Inspiration

A friend of one of our teammates was in a medical emergency late at night. She reached out for help, but the response process was chaotic: the same situation had to be explained multiple times across different people. Every handoff cost time. That story made something clear to us: in urgent situations, the biggest failure is often not effort, it is workflow friction.

Hospitals and clinics deal with this every day:

  • overloaded front desks,
  • missed inbound calls,
  • repetitive intake questions,
  • delayed escalation of urgent cases,
  • and fragmented handoffs between staff.
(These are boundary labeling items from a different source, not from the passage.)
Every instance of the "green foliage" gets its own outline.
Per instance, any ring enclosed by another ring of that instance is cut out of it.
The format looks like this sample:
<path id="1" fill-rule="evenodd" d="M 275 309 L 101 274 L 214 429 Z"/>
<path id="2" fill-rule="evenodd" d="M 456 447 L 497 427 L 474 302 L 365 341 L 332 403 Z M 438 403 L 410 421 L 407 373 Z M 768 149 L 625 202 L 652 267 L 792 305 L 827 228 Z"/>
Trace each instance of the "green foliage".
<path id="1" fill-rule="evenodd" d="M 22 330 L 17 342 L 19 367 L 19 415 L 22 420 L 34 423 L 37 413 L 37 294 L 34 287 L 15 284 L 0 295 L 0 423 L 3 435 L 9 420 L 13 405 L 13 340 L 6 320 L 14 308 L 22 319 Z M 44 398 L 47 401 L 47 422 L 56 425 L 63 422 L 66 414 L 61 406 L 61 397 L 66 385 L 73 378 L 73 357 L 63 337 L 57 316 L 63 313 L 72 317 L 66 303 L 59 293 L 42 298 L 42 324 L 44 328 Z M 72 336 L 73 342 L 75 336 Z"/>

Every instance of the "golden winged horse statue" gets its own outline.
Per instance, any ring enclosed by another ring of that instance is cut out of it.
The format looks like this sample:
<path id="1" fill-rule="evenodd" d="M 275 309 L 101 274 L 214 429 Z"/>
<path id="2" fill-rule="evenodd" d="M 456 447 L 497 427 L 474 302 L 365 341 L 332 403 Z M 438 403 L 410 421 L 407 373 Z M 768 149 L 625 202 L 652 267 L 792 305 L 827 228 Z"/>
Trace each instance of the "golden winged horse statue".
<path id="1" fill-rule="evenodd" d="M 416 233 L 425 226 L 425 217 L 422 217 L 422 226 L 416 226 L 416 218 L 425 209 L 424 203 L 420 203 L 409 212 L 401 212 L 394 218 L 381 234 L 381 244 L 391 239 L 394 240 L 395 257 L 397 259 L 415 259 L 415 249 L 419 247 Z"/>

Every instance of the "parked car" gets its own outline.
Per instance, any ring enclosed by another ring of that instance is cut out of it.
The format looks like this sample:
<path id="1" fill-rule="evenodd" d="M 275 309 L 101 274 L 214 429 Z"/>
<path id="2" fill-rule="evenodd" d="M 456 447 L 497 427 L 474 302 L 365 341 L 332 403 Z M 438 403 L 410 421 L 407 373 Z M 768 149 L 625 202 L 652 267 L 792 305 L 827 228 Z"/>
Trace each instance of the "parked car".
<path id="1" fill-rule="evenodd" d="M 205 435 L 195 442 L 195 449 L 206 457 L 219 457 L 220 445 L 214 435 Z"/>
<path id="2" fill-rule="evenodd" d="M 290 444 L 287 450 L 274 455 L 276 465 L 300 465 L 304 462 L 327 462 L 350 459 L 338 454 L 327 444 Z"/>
We built WonkaCare to reduce that friction. Our goal is not to replace nurses or make diagnoses.
Our goal is to help hospitals and clinics answer more calls, capture intake faster, and surface urgent cases sooner so human staff can make decisions with better context.

What it does

WonkaCare is an AI-powered voice agent for hospitals that aligns with all HIPAA requirements. It answers every patient call, conducts real-time medical triage, and routes emergencies to a nurse's phone in seconds - no hold, no voicemail. Non-urgent calls get a full AI-generated summary with the symptoms, and risk flags delivered to a triage operator's dashboard without a human ever picking up. Doctors get a dedicated dashboard with the patient's full context - call transcript, AI triage summary, medical history, medications, test results - ready before they walk into the room. Every call also feeds structured data (symptoms, zip codes, timestamps) into an epidemiological analytics engine that detects outbreak patterns, geographic hotspots, and symptom velocity spikes. A single heart attack is a medical event. Fourteen in one zip code is a public health emergency - and WonkaCare catches it in hours, not weeks.

How we built it

Stack: Next.js 16, React 19, TypeScript, Tailwind CSS 4, Recharts, Neon DB. Voice pipeline: Patient calls come through Vapi, which streams live events via webhook to our backend. The webhook processes transcript segments, status updates, and conversation syncs into a LiveCallStore - an EventEmitter-based in-memory singleton managing all active call state. AI triage: Transcripts are debounced (3s after last update) and sent to Google Gemini 2.0 Flash with a medical triage prompt. Gemini returns structured JSON: patient info, symptoms, risk flags, triage level (HIGH/MED/LOW), summary, and recommendation. Real-time streaming: The dashboard receives updates via SSE. A custom useLiveCalls() hook consumes the stream so operators see transcripts, AI summaries, and triage decisions live. Epidemiological analytics: Symptom clustering detects outbreak patterns and surfaces them as geographic hotspots, symptom velocity charts, and threat-level alerts.

Challenges we ran into

Call state management. Vapi sends events out of order - fragments, full syncs, abrupt endings. We built a reconciliation layer with debounced AI summarization to keep state consistent without hammering the Gemini API. Fulfilling the HIPAA requirements. Phone numbers are masked, raw audio never persists on our servers, and the in-memory store doesn't write PHI to disk. We designed around production HIPAA constraints (E2E encryption, BAAs, audit logging) from day one. Demo storyline. Four major surfaces needed to tell one coherent story. We followed a single patient from call to triage to hospital to aftercare, which let us showcase every feature naturally.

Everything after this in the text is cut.